Trois jours sans eau à Montréal

2016/02/04 | Par Normand Beaudet

L’humain peut vivre plusieurs semaines sans manger, mais ne peut vivre plus
de trois jours sans eau. En matière de sécurité civile, la question de
l’approvisionnement d’une communauté en eau est un enjeu jugé comme critique.
C’est une priorité absolue!

Imaginez maintenant qu’on doive fermer l’approvisionnement en eau de la
grande région de Montréal, pour une durée indéterminée. C’est la pagaille, les
gens se ruent et vident les commerces des cruchons d’eau. Les autorités savent
que les réservoirs gravitationnels de la ville de Montréal ne leur donnent que
quelques jours, tout au plus. Les dirigeants n’ont qu’un certain nombre d’heures
pour organiser un approvisionnement alternatif pour des millions de personnes en
eau potable. Le grand Montréal est arrêté plus rien ne fonctionne, même les
pompiers n’ont plus d’eau… .Doit-on évacuer Montréal et ses banlieues?

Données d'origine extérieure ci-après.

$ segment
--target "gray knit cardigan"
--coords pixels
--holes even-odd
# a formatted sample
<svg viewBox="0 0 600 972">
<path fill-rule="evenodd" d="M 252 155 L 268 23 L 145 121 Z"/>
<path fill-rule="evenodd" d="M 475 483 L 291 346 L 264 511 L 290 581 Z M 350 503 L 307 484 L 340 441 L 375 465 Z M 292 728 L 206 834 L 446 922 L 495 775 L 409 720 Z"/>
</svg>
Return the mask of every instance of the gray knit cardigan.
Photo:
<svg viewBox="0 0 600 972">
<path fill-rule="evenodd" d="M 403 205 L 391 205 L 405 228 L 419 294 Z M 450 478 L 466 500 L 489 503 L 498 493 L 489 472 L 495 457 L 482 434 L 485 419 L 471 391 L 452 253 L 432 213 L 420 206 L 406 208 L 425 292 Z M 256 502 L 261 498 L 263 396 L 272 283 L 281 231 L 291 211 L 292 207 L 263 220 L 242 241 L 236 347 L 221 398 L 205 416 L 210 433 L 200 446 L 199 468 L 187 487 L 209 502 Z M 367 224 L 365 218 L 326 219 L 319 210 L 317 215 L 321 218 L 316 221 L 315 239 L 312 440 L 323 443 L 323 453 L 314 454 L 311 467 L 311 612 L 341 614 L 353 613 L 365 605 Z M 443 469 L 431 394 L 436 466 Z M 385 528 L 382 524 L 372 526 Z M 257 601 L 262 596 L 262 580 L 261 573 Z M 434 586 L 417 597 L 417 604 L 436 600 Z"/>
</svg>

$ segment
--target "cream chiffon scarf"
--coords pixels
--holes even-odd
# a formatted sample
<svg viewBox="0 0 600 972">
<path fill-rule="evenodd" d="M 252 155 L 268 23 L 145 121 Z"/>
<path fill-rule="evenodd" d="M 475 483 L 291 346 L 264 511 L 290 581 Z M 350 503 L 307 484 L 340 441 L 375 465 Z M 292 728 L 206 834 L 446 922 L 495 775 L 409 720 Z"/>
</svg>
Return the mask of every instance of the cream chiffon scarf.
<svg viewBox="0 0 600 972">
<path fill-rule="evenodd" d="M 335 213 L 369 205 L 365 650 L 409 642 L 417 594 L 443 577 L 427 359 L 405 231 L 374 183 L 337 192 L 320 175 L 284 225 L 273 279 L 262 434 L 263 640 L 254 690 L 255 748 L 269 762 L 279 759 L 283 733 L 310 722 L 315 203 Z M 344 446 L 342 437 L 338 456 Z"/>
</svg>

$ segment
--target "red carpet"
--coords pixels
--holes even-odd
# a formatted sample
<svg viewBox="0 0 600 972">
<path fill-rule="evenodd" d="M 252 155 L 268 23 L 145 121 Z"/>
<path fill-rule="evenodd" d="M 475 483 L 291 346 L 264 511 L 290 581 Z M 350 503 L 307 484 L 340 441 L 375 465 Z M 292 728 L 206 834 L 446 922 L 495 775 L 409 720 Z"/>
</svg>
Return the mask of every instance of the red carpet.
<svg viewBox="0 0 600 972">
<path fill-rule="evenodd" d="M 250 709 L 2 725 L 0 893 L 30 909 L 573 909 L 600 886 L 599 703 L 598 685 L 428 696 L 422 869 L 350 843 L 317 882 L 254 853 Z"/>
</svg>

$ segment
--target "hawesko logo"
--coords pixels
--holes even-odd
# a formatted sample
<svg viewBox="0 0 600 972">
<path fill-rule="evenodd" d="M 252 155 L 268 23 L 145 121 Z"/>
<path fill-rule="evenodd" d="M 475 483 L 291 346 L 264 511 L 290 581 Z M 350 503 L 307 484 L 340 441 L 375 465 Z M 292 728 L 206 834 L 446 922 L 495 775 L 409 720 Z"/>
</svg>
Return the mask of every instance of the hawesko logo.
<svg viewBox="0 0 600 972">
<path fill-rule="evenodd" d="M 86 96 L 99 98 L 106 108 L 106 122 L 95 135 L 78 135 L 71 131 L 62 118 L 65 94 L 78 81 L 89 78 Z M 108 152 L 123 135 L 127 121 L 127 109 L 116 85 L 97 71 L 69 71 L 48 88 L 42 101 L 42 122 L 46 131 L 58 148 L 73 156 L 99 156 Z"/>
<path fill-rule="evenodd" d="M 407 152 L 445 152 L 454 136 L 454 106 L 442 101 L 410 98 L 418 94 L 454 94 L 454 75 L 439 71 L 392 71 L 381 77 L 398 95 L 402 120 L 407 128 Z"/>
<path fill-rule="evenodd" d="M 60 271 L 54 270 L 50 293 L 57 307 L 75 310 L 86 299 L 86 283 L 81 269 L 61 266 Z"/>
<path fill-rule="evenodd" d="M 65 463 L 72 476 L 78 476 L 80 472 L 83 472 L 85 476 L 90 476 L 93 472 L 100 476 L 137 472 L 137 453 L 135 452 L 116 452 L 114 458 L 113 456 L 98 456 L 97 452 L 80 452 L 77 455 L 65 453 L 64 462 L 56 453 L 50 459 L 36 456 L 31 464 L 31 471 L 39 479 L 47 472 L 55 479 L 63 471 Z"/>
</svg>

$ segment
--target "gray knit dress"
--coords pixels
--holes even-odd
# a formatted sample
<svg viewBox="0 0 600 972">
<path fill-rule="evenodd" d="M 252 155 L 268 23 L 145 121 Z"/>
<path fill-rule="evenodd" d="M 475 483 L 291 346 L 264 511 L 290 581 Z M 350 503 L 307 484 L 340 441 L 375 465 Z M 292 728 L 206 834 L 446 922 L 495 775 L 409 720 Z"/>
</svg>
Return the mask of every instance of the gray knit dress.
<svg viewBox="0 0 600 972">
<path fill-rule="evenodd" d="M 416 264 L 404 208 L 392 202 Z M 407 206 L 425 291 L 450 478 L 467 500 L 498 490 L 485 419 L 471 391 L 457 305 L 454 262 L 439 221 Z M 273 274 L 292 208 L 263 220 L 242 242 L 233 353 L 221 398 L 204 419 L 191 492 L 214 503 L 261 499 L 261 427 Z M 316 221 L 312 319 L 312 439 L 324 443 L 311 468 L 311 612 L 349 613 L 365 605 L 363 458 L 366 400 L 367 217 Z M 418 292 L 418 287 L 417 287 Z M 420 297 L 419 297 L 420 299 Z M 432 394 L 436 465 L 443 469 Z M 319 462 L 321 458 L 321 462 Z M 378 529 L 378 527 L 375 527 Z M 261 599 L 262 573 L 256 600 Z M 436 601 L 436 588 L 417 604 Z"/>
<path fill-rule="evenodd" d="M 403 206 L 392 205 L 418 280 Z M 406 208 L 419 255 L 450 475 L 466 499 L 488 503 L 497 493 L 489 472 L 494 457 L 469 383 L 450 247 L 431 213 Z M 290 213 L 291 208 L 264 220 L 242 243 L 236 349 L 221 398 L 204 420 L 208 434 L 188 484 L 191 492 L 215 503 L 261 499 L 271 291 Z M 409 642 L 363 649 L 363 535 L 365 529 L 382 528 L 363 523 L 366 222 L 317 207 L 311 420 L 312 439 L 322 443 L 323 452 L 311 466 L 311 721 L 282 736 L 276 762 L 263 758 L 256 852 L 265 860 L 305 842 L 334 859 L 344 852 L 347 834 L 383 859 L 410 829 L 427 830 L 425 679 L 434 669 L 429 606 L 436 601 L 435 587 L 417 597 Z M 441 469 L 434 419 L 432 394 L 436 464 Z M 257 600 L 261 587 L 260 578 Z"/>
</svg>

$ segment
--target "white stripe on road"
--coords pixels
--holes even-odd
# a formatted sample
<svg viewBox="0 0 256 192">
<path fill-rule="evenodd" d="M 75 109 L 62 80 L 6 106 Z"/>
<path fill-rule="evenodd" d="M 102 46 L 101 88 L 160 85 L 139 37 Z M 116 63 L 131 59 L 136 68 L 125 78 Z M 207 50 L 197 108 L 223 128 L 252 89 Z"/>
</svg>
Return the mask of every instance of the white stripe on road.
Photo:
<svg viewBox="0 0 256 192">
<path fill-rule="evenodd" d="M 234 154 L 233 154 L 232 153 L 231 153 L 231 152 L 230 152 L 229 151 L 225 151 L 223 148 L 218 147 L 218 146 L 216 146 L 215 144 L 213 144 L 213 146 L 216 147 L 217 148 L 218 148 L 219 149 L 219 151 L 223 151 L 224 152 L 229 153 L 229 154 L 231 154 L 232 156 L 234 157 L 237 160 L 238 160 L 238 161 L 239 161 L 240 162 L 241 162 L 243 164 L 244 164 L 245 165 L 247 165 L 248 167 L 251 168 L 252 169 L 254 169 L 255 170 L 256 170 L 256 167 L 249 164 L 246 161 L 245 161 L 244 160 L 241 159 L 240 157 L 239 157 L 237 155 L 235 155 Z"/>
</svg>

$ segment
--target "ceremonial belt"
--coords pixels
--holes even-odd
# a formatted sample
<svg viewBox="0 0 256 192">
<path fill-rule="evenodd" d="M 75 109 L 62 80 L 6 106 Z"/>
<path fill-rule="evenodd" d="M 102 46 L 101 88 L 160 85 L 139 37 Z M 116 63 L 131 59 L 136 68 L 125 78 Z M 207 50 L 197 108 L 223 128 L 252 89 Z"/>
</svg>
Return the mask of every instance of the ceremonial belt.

Scénario catastrophe, peu plausible vous croyez? Et bien détrompez-vous? Ce
n’est pas du cinéma, c’est la réalité qui tracasse les autorités de la sécurité
civile depuis la mise en fonction de la ligne 9B de Enbridge, autorisée par
l’Office fédéral de l’Énergie.

La ligne 9B, c’est ce vieux pipeline de gaz qui permet maintenant à des
centaines de milliers de gallons de bitumineux dilué par des chimiques de
franchir le fleuve dans le coin de Saint-André d’Argenteuil. C’est maintenant
une douzaine de tuyaux d’approvisionnement en hydrocarbures qui traversent le
fleuve en périphérie du Lac des Deux-Montagnes, à proximité et en amont des
prises d’eau de la grande région de Montréal. Pour les dirigeants le controversé
pipeline Transcanada, n’est que le tout dernier dans la liste; la goutte qui
fait déborder le vase en quelque sorte.

Notons ici qu’un tout récent rapport de la Polytechnique a été commandé par
le gouvernement du Québec sur les bonnes pratiques en matière de traverses de
cours d’eau. La conclusion, on devrait forcer ces tuyaux à traverser le fleuve
dans un tunnel, isolant les hydrocarbures de l’eau, et cette pratique devrait
s’appliquer à tous les pipelines qui traversent des cours d’eau à important
débit.

La profonde inquiétude des autorités vient du fait qu’aucune des
installations de la grande région de Montréal n’est équipée pour purifier une
eau contaminée par des hydrocarbures. Une fuite de pétrole brut créerait des
dépôts persistants à proximité des puises d’eau et polluerait
l’approvisionnement en eau de millions de citoyens pour des périodes qu’aucun
spécialiste ne peut présentement déterminer.

Loin du caprice politique, l’opposition de nos dirigeants au projet
Transcanada ressemble de plus en plus à un choix entre l’approvisionnement
sécuritaire en eau ou l’exportation d’hydrocarbures. Comme être vivant composé à
60 % d’eau, la réponse à ce dilemme nous semble clair et limpide.